In Oklahoma, Governor Mary Fallin has taken Oklahoma’s cash reserves from $2.03 to $600 million during a recession.  Again, that’s during a recession.   In New Mexico, Governor Susanna Martinez has a 64% approval rating among independents, and 44% approval with Democrats on a smaller government, lower taxes, and pro-life platform.  Her approval rating is at 66% overall.

Liberals outnumber conservatives in Massachusetts and the District of Columbia. That’s it.  In 20 states, conservatives are more than 40% of the population; in four states, conservatives are more than 50% of the population.  In fact, the immigration cited as a catalyst for liberalism often results in more religious and conservative societies.

In other words, the GOP has every reason to hope, and very little reason to doubt. The incremental steps towards a more conservative reality are continuing, but the key is preserving credibility to maintain electoral outcomes that enable the achievement of core objectives.  At the state level, the GOP delivers. At the federal level, the GOP is delivering in certain areas, in spite of its establishment rather than because of it.

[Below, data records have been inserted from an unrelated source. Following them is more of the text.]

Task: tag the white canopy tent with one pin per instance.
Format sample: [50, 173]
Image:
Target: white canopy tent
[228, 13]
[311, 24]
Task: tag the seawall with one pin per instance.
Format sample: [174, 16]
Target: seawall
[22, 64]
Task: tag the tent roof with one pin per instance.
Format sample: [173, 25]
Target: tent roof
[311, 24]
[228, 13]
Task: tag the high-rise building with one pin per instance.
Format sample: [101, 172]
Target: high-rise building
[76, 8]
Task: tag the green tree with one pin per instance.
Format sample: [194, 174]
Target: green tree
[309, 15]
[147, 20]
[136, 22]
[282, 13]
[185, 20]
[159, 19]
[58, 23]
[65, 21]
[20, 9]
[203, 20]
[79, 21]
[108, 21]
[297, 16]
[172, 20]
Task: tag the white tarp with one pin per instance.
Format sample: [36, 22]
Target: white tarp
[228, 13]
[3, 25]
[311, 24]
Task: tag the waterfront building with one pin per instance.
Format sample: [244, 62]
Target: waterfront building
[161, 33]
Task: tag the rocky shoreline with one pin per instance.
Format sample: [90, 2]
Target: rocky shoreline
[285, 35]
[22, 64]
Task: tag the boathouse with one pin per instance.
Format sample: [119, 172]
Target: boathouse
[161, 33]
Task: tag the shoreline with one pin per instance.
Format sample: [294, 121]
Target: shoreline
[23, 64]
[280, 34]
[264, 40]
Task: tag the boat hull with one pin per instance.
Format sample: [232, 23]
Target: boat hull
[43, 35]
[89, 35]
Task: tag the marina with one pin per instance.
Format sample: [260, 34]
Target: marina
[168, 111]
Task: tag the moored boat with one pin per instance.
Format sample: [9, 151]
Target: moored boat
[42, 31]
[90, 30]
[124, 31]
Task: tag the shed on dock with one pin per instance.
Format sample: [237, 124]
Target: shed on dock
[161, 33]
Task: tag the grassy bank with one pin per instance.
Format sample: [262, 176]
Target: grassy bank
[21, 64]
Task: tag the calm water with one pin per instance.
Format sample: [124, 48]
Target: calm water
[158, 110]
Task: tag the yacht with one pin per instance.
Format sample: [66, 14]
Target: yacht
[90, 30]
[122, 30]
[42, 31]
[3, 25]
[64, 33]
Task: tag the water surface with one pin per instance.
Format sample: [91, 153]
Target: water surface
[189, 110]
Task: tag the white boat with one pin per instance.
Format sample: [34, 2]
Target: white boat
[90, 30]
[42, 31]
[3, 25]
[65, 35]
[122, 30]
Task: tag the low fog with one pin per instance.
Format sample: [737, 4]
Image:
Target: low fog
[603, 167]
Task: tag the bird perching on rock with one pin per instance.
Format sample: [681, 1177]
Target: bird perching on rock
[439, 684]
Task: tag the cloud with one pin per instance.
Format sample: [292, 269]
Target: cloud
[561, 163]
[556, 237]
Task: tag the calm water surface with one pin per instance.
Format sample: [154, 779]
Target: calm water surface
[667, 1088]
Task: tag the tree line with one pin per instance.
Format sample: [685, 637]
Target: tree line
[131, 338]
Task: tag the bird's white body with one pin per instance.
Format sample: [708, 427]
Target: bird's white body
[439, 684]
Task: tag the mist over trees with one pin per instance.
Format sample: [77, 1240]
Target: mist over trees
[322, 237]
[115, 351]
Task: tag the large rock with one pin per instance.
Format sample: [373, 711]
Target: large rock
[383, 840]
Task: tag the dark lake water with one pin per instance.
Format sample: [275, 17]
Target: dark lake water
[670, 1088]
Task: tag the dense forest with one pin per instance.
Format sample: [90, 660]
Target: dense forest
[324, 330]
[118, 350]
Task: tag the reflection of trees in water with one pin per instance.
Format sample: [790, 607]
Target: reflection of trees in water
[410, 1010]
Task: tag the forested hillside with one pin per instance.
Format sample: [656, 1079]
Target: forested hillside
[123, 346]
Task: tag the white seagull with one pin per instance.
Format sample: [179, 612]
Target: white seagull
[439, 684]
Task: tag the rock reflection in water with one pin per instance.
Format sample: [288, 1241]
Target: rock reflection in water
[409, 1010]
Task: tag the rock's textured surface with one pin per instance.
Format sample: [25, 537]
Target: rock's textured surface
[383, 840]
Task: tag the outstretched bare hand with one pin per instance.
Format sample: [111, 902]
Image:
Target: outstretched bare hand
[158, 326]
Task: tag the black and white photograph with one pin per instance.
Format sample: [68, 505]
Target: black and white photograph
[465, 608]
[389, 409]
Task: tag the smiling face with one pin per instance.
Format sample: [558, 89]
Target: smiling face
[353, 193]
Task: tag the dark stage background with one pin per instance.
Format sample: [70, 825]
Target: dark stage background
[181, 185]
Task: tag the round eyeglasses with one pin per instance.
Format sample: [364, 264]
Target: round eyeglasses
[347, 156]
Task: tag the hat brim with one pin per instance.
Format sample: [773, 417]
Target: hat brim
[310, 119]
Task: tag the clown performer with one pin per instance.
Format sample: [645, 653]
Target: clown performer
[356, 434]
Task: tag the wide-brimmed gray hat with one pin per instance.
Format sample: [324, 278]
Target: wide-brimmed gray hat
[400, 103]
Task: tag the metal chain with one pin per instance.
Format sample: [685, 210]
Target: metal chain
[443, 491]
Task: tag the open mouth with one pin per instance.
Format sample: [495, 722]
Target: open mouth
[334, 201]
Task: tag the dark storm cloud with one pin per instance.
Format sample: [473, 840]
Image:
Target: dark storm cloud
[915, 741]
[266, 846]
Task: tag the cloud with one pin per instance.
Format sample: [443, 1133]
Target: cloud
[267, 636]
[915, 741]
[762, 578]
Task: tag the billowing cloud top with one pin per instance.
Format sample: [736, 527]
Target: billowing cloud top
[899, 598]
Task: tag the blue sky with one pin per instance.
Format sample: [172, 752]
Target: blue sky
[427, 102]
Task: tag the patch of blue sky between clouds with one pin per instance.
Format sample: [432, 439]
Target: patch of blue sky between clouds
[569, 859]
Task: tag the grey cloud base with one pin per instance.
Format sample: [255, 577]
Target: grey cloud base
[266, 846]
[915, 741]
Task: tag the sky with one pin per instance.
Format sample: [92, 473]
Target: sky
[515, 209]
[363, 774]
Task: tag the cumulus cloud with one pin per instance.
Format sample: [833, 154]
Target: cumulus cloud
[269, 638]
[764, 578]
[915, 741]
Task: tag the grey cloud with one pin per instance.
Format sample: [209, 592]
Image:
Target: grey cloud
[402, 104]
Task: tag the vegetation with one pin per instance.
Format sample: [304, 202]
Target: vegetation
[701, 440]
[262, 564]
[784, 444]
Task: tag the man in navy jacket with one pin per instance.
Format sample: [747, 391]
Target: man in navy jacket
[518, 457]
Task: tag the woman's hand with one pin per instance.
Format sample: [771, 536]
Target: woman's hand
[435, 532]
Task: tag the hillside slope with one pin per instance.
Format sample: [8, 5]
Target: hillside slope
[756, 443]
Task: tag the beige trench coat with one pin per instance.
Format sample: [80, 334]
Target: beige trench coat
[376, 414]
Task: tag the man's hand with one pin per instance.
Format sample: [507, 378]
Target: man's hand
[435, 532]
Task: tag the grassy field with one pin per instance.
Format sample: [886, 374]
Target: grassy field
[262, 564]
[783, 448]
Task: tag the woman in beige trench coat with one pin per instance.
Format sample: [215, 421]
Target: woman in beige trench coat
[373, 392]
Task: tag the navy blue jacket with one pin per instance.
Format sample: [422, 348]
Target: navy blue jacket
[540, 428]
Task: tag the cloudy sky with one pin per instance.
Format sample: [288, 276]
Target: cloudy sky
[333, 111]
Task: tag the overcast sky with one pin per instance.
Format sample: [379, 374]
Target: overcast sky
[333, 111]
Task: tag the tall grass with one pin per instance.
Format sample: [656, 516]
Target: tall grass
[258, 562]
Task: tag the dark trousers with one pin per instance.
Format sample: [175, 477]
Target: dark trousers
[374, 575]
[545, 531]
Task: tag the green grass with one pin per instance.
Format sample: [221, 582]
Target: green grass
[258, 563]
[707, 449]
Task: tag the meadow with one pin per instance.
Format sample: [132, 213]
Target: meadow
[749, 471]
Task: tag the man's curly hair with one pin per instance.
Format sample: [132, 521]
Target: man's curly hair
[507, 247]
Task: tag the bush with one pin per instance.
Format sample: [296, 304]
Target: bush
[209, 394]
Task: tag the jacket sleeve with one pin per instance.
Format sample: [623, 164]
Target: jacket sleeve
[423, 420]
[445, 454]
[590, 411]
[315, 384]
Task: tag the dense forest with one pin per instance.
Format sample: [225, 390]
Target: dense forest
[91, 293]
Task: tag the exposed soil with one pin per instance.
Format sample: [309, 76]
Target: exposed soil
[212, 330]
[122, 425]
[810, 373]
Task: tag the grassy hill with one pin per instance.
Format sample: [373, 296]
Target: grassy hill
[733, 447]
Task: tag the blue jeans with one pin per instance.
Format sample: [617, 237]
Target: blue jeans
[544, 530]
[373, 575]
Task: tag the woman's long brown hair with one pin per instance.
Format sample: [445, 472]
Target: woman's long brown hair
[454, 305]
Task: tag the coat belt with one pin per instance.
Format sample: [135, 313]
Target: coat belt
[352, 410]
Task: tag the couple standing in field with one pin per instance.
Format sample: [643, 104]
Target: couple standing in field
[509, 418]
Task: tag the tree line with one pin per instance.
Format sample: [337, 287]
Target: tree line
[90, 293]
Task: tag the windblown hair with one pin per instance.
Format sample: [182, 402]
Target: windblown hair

That establishment has the lowest favorability ratings nationally, and if the Republicans continue to allow John McCain, Lindsey Graham, and Mitch McConnell to be their faces in the Senate, our credibility will continue to plummet. Party discipline is a useful thing; McCain, Graham, and others like them should be relegated to obscure subcommittees where they can’t exercise real influence. They should be punished for their sedition, and for their continued aiding and abetting of President Obama. Republicans who run interference for this president ought to face some deterrent consequence.

Until they do, they’ll continue to be out in public, making pronouncements that damage the national party’s chances of reaching the voters who have given us 30 states to run.